Prime Minister Roble had said he would take legal action against the minister but by press time, the minister was still in office.

“The alleged agreement signed by the Minister of Petroleum regarding Somalia’s oil resources is illegal and did not go through legal channels, and therefore does not exist,” the PM’s office said in a statement. “The Prime Minister will take legal action in response to this act that violates the safety of our national assets and the legacy of future generations to safeguard the trust of the Somali Nation.”

For now, Somalia’s General Public Prosecutor Sulayman Mohamed Mohamud has ordered investigations into the issue as “a follow-up of the preliminary enquiries made by the Auditor-General.”

The Petroleum Minister did not respond to questions by The EastAfrican, although he publicly defended the agreements as based on guidance from the president.

“President Farmaajo and I were closely in touch, working on this deal over a long time, including the coming to Mogadishu of the leaders of the company involved in the PSA back in January 2020, but the accord was delayed by technical hiccups,” the minister said in an interview with VOA Somali Service.

According to him, Coastline Exploration had been given the green light to explore oil in Somalia by former President Hassan Sheikh Mohamoud.

“If it had faults, I would not have announced,” the minister said.

But on its website, Coastline says it was formed in 2018.

Jake UIrich, its chairman, said the deal arose from “a rigorous negotiating process.”

“This marks a defining moment for the country. The way is now open for other oil and gas companies to join us in our quest for commercial discoveries through the current licensing round and, also through direct negotiations with the Somali oil and gas authorities,” he said.

Though details of the PSAs were not given, there are indications the firm will pay $7 million and invite other investors to join in.

Mr Ulrich said the signing ceremony was witnessed by officials from the Somali Petroleum Agency, thus giving it legality. But he did not clarify whether they had been involved in the negotiations. The firm did not respond to questions sent by The EastAfrican via e-mail.

Despite saying it is focused on “East Africa’s oil scene, targeting discovered hydrocarbons in Kenya, Uganda, Somalia, Tanzania and Mozambique,” the firm is largely vague in its operations, as it has little physical presence in the region.

Co-founded by Russian oligarch Alexander Djaparidze, 67, the firm shares two board members with Eurasia Drilling Company, a Russian offshore-onshore oil driller that operates almost exclusively in Russia, although it has a presence in Iraq. The board members include Simon Ayat, who joined the EDC Board in 2019 and has been on the Audit Committee of the Board since 2020, as well as Mr Djaparidze.

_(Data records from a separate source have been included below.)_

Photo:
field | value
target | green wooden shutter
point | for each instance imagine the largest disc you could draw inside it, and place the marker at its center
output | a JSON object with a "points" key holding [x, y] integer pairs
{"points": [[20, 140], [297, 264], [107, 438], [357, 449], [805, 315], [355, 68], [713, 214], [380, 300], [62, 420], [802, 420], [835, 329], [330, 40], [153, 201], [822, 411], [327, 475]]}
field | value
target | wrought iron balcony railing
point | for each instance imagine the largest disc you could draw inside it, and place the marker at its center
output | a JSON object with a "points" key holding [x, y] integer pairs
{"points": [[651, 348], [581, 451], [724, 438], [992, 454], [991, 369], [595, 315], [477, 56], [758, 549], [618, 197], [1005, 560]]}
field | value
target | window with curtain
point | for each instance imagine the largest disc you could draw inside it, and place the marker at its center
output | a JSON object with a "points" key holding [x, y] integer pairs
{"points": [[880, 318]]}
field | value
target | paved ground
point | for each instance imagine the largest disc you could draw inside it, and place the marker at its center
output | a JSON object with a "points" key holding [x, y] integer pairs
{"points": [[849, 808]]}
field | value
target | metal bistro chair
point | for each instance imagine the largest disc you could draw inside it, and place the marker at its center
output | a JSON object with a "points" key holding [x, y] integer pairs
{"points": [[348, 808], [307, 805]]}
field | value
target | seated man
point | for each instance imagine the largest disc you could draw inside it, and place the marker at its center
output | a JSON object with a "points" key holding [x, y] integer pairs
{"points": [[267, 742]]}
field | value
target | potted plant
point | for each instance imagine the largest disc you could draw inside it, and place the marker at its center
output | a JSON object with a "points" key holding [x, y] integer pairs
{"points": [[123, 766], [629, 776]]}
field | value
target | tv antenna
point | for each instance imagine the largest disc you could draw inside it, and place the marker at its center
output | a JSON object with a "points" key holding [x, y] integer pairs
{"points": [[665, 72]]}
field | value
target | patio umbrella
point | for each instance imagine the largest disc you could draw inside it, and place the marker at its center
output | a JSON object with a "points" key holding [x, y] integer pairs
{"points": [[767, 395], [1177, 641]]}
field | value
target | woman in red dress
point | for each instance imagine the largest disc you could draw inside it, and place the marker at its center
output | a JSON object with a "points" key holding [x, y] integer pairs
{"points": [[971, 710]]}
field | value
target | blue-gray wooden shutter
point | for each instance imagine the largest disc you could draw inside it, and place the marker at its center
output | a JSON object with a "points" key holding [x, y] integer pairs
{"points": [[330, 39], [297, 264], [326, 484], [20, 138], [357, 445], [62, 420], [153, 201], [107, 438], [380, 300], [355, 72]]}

Mr Djaparidze, once awarded the Russian Federation Prize for special achievements in science and technology, is considered among the richest “self-made” Russians today, with a net worth of $1.2 billion, according to Forbes magazine.

He started out by “buying outdated seismic facilities abroad in the 1990s and offering exploration services in Russia.” He bought a drilling subsidiary of Russian oil giant Lukoil for $130 million in 2004, which morphed into the Eurasia Drilling Company. In 2017, Eurasia announced that its shareholders agreed to sell a 51 percent stake to Schlumberger, the firm that had, incidentally, bought his first company, Petroalliance.

His role in Coastline is stated as non-executive director.

When Somalia launched its offshore exploration hopes in 2013, it struck a deal with UK-based Soma Oil & Gas. Soma was backed by Djaparidze and Coastline chief executive Richard Anderson was a board member at the firm.